The log output from the jupyter lab server produces blinking text: [2024-08-13 14:00:59,511] WARNING worker_1: Source_id is -1. No source information will be included in the field_and_source_xds. (The time stamp there is blinking in my terminal; party like it's 1999?) Blame @jrhosk :)
Just quickly checked the PHASE_CAL and GAIN_CURVE fixes. PHASE_CAL looks good to me now. Having the gain_curve_type depend on the gain_curve_time coordinate seems strange. Technically speaking it is of course possible to use a different parametrization of the gain curve over time but I think that is extremely unlikely to happen within a single MSv4.
I'm sorry I couldn't attend the review meeting as I took a day off. Here is my comments/questions.
Regarding 1.1), how do you envision the way to fit multi-feed receiver into the schema? Here, multi-feed receiver means single-dish antenna with focal-plane array receiver, such as 7BEE on NRO 45m telescope.
1.2) I think information is sufficient, at least for ALMA single-dish usecase. But, I think either ANTENNA_DISH_DIAMETER or ANTENNA_EFFECTIVE_DISH_DIAMETER should be mandatory (not optional) because antenna diameter is required to estimate spatial resolution of the single-dish observation.
Regarding 1.5), does BEAM_OFFSET vary in time if it is defined as sky_dir_label?
"Antenna_ids are no longer used in favor of the antenna name": does this mean we no longer associate antenna_xds with, e.g., main_xds/pointing_xds using antenna_id, and we instead use name (or name_station) for this purpose?
In response to @tnakazato :
"How do you envision the way to fit multi-feed receiver into the schema?" Since we split by SPW a single MSv4 should have no more than one feed associated with an antenna.
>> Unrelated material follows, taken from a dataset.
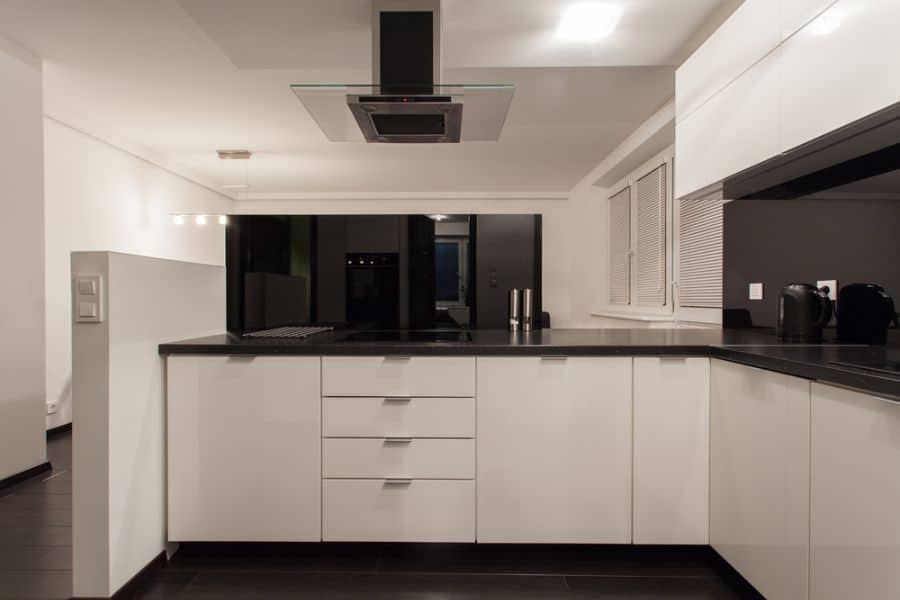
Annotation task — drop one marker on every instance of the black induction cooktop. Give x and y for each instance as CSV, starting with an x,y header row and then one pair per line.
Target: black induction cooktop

MSv4 is also limited to a single beam per antenna. We have ASKAP stakeholder datasets to demonstrate this where each beam is its own MSv4.
1.2) "But, I think either ANTENNA_DISH_DIAMETER or ANTENNA_EFFECTIVE_DISH_DIAMETER should be mandatory (not optional) because antenna diameter is required to estimate spatial resolution of the single-dish observation." The issue is that some dishes are not circular. We can change the definition to "The diameter of the main reflector (or the largest dimension for non-circular apertures)." and make it nonoptional (@kettenis would this work?).
"Regarding 1.5), does BEAM_OFFSET vary in time if it is defined as sky_dir_label?" I think it does not vary with time because it is an offset. It is defined as "Beam position offset, as defined on the sky but in the antenna reference frame."
"Antenna_ids are no longer used in favor of the antenna name": does this mean we no longer associate antenna_xds with, e.g., main_xds/pointing_xds using antenna_id, and we instead use name (or name_station) for this purpose? Yes
The following feedback from the review meeting have been incorporated:
The pointing information will be handled in a separate ticket.
Hi @Jan-Willem,
Thank you for your reply.
"How do you envision the way to fit multi-feed receiver into the schema?" Since we split by SPW a single MSv4 should have no more than one feed associated with an antenna. MSv4 is also limited to a single beam per antenna. We have ASKAP stakeholder datasets to demonstrate this where each beam is its own MSv4.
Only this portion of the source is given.